8 replies to this topic

[benjibin]

How do I know my interest strain(bacteria,gram+) having plasmid?and If it has,how do I get it?
Thanks

[leahf]

You need to do a plasmid isolation from your bacteria and run it on gel. easiest is to use a commercial kit (we use Qiagen or Roche , there are probably others as well) which has complete instructions and takes about an hour. you will need several ml of pure culture of your bacteria .
Good Luck!
Leah

[benjibin]

My strain is micrococcus and I haven't the protocol for the extration of its plasmid.Do you have one?

By the way, can you tell me which kit is better about it?
Thanks!

[leahf]

sorry, i didn't notive you said gram plus!
All protocols i know have been designed for coli which is gram -. i don't think it should make much difference expect you'd probably have to add  a step to break down cell wall - lysosyme might do it. also, if your cells clump that might also be a problem.
i would try searching through Google or Web of Science for articles that have isolated plasmids from micrococcus, and look at their methods.

About the companies  - I use the "Qiaprep spin miniprep kit", from Qiagen for isolating plasmids from vibrios (which are gram-negative) and it works great (though it was designed for E.coli). Roche is also very good but i have never tried it for anything other than coli. other companies of good reputation which probably have kits are Sigma and Promega. All these companies have technical assitance departments about their products and you can ask them about gram plus. usually its best to find their representatives in your own country and work through them.

[Charon]

If you got many strains to test i'd recommend Eckhardt lysis in contrast to a fully blown plasmid extraction.
Especially cause it's cheaper

[yzhou715]

It could a very difficult job.  If you think that an interesting gene may be encode by the plasmid, it may be worth time to try different methods.  In your case, you do not know the size of a plasmid, some bacteria have real big plasmid (>100kb).  Most of the methods are not good for that.

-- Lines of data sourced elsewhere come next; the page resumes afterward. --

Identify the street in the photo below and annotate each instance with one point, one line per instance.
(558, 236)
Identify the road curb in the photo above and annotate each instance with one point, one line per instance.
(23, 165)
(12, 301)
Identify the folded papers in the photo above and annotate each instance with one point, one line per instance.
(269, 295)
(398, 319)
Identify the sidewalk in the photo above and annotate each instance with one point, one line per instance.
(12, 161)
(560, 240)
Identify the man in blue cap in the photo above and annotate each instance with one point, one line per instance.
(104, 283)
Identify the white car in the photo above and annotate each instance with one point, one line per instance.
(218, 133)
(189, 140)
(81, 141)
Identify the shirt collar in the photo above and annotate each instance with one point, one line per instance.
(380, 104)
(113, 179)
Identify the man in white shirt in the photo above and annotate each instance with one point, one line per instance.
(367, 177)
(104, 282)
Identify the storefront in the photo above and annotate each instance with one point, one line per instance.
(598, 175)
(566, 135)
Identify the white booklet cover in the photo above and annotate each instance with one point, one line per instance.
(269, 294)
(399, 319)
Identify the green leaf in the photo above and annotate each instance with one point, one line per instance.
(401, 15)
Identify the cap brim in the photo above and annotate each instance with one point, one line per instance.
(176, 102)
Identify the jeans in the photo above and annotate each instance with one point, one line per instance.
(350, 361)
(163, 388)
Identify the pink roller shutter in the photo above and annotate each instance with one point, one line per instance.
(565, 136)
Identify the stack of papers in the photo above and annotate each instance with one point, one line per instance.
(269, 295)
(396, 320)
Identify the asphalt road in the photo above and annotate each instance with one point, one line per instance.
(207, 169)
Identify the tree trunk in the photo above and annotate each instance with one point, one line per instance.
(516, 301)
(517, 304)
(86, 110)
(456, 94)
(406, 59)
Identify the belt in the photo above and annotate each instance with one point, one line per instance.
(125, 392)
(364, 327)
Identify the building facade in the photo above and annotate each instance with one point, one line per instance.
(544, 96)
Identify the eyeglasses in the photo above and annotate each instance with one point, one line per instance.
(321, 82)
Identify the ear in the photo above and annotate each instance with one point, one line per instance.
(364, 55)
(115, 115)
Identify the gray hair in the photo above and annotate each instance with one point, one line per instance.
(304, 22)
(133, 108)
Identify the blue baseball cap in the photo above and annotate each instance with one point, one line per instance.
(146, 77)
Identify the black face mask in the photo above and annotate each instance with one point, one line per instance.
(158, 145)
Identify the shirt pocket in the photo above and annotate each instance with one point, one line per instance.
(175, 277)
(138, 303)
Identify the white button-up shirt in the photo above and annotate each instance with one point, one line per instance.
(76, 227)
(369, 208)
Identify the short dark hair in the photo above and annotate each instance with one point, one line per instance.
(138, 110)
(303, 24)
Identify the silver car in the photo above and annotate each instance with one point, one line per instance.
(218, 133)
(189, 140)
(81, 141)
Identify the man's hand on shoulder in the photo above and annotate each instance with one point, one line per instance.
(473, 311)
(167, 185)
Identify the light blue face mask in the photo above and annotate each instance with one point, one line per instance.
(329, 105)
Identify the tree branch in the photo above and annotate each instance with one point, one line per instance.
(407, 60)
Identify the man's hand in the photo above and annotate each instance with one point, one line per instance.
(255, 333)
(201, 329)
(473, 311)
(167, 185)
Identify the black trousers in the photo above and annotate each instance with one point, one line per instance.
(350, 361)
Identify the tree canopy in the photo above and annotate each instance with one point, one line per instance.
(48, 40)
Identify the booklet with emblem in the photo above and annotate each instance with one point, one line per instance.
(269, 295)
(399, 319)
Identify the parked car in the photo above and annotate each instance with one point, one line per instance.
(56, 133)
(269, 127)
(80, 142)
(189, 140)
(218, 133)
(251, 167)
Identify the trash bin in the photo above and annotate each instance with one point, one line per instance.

One sugestion is using tranditional method and then try to further isolate plasmid from a crude DNA preparation.

[desty]

do you get the plasmid??

[hanming86]

Try using the traditional method. The column has a limit. Big plasmid can bind to column but might not elute out. If u look at even the gDNA extracted using column, u will notice that their overall size is approx 20kb. that seems to be the limit of column.

It would not harm to try out the commercial one first.
But then again traditional method seems to be safer in this situation.

[molgen]

Every plasmid has an origin of replication.
You can try to design primers to detect that part of the plasmid.

I've never tried it but it might work.